Staats- und Regierungschef Luis Arce gerät damit vor den Präsidentschaftswahlen am 17. August zunehmend unter Druck. Als erste Sofortmaßnahme ermächtigte er den staatlichen Energiekonzern YPFB am Montag per Dekret, US-Dollar für den Kauf von Rohöl, Diesel und wichtigen Rohstoffen für die Benzinherstellung zu erwerben. Nach Auffassung der Regierung sei eine »vorübergehende Illiquidität von Devisen« der Hauptgrund für die Verknappung, die allerdings schon seit Monaten anhält. YPFB habe »keine Liquiditätsprobleme in nationaler Währung. Unser Problem ist die Beschaffung von Devisen, mit denen wir Lieferanten für den Import von Brennstoffen bezahlen«, erklärte der Minister für Kohlenwasserstoffe (Öl und Gas) und Energie, Alejandro Gallardo. Arces Dekret erlaubt dem Konzern nun Budgetänderungen und zusätzliche Ausgaben für die Beschaffung von Devisen. Die Regierung hat zudem angekündigt, vorübergehend Treibstoff zu internationalen Preisen zu importieren, um insbesondere den Bedarf der Landwirtschaft und des Bergbausektors zu decken. Der Präsident der Interessensvertretung der Transportunternehmen »Cámara de Transporte del Oriente«, Luis Áñez, forderte dagegen langfristige Lösungen anstelle kurzfristiger »Flickschusterei«. Wirtschaftsverbände schlagen dazu unter anderem eine »Liberalisierung« der Importe und die Abschaffung der staatlich festgelegten Preisbindung vor.
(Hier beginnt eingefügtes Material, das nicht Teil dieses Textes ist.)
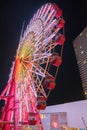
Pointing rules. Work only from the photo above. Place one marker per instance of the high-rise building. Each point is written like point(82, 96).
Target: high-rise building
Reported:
point(80, 47)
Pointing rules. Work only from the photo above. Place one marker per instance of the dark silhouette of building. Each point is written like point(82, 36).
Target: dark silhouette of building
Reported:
point(80, 48)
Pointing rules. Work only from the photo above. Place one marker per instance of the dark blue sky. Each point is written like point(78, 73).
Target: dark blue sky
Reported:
point(12, 15)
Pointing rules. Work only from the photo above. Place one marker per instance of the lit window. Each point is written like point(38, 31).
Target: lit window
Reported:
point(82, 52)
point(84, 62)
point(86, 35)
point(80, 47)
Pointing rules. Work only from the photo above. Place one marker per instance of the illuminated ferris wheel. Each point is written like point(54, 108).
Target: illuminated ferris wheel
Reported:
point(34, 70)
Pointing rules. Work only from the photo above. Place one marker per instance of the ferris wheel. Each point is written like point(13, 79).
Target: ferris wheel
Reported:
point(34, 70)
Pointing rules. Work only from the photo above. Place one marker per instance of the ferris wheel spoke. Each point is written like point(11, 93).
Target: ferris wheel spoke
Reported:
point(41, 57)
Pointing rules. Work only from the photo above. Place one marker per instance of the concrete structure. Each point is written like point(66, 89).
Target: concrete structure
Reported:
point(80, 47)
point(76, 112)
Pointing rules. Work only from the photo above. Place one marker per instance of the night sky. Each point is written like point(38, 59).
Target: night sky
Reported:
point(12, 15)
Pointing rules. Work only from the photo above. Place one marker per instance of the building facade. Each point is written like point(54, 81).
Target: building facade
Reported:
point(80, 48)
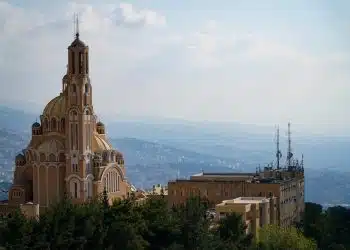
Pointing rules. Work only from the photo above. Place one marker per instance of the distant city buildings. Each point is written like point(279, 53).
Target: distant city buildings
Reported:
point(284, 185)
point(69, 152)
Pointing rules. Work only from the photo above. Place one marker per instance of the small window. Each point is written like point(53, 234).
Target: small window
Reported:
point(75, 190)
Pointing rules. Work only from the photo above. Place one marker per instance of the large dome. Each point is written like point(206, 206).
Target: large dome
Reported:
point(100, 144)
point(56, 107)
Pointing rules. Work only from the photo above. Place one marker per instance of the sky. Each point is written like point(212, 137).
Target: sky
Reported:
point(261, 62)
Verteidigungsminister Edmundo Novillo beschuldigte daraufhin am Dienstag die Wirtschaftselite von Santa Cruz, mit der Forderung nach freien Treibstoffimporten ohne jegliche Kontrolle vor allem den Staatskonzern YPFB schwächen zu wollen. Nach Ansicht des Ministers würden derartige Maßnahmen nur privaten Geschäftsleuten zugute kommen und die Energiesouveränität des Landes gefährden. »Sie sagen uns auf verdeckte Weise, dass sie das Kohlenwasserstoffgeschäft privatisieren und die YPFB abschaffen wollen. Sie wollen, dass der Staat seine Rolle beim Kauf und der Ausbeutung von Kohlenwasserstoffen aufgibt, damit der Privatsektor das Geschäft übernehmen kann«, sagte er. »Doch wenn dieser Bereich an den privaten Sektor übergeben wird, welche Garantien gibt es dann, dass sie die Preise erschwinglich halten oder dass sie der inländischen Versorgung Vorrang vor ihren eigenen Gewinnen einräumen?« warnte Novillo. YPFB-Manager Danny Roca Jiménez wies darauf hin, dass die Preise für Benzin in Bolivien zu den niedrigsten in der Region gehören.

Präsidialministerin María Nela Prada machte die globale Krise und deren Auswirkungen auf die internationale Energieversorgung für die Situation verantwortlich und prangerte eine »Sabotage« gegen die Regierung an. Der rechten Opposition, aber auch den Anhängern des aus der Regierungspartei MAS ausgetretenen ehemaligen Präsidenten Evo Morales warf Prada vor, im Parlament seit Monaten die Genehmigung externer Kredite in Höhe von mehr als 1,6 Milliarden US-Dollar zu blockieren. »Andere Länder wie Chile, Peru und Ecuador erhalten Devisen aus internationalen Krediten. Hier hingegen werden sie für politische Zwecke blockiert, was zu einer wirtschaftlichen Strangulierung führt und der Bevölkerung schadet«, erklärte Novillo. Laut einem Telesur-Bericht benötigt Bolivien wöchentlich rund 60 Millionen US-Dollar für den Erwerb von Kohlenwasserstoffen.